A wounded man receives medical treatment after a mortar attack on Damascus University, at Al Mouwasat hospital in Damascus, Syria, on Thursday. EDITOR'S NOTE: Photo distributed by the state-run Syrian Arab News Agency (SANA).
A wounded man receives medical treatment after a mortar attack on Damascus University, at Al Mouwasat hospital in Damascus, Syria, on Thursday. EDITOR'S NOTE: Photo distributed by the state-run Syrian Arab News Agency (SANA).SANA via EPA

DAMASCUS, Syria -- Mortar shells slammed into a cafeteria at Damascus University Thursday, killing at least 12 people and wounding 20, according to state media and an official. It was the deadliest in a string of such attacks on President Bashar Assad's seat of power, state media and an official said.

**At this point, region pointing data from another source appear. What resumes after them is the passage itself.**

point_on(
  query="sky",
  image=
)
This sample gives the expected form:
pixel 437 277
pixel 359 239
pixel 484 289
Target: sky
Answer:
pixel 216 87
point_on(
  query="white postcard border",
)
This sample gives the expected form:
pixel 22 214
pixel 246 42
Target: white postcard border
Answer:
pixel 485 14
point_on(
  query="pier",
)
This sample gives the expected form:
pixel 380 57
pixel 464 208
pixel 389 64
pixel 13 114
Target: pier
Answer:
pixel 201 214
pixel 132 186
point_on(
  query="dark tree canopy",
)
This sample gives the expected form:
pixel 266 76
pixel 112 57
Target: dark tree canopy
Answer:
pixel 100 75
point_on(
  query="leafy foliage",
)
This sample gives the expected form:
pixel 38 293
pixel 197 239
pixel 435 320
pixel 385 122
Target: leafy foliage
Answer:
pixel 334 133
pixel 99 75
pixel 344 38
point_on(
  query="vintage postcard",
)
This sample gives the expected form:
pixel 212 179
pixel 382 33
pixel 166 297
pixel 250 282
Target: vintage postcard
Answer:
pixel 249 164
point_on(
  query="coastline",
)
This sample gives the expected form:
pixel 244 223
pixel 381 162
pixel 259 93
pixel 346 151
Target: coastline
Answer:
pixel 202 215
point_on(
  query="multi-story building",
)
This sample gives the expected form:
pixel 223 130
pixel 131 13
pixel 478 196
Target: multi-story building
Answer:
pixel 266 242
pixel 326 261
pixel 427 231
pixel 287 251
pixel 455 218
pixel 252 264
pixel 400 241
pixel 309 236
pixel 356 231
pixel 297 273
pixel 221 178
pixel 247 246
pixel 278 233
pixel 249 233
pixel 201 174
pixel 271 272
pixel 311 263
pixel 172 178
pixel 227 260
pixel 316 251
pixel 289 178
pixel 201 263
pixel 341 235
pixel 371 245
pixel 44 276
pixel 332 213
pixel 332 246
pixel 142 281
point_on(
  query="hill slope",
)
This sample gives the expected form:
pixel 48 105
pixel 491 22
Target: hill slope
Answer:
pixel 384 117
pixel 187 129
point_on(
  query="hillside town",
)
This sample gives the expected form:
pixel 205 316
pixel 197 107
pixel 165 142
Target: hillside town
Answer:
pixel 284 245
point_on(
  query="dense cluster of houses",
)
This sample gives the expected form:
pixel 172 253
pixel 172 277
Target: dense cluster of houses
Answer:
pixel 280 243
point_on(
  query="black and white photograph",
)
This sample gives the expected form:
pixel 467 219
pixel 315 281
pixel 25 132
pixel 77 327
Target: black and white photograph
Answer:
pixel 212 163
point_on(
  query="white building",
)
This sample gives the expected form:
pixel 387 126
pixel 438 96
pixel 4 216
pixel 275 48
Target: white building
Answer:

Rebels began firing shells at the capital earlier this year, and the strikes have become increasingly common in recent weeks as rebels clash with government troops on the city's east and south sides.

State-run TV said 12 people were killed when mortar shells struck the cafeteria of the university's architecture department in the central Baramkeh district. A Syrian official who spoke to The Associated Press on condition of anonymity because he was not authorized to give official statements said 20 people were wounded in the attack.

There was no immediate claim of responsibility for the attack, which came two days after rebels barraged Damascus with mortar shells that killed at least three people and wounded dozens.

The shelling rarely causes many casualties, but it has shattered the aura of normalcy the regime has tried to cultivate in Damascus.

The government blamed "terrorists," the term it uses for rebels fighting to oust Assad, and called the attack a "barbaric massacre."

Government-run Al-Ikhbariya TV station showed footage of plastic tables and chairs turned upside down, shattered glass and pens and books scattered on the floor. Pools of blood were seen on the floor of the open-air cafeteria.

The Britain-based Syrian Observatory for Human Rights confirmed the attack saying many of the wounded were in critical condition.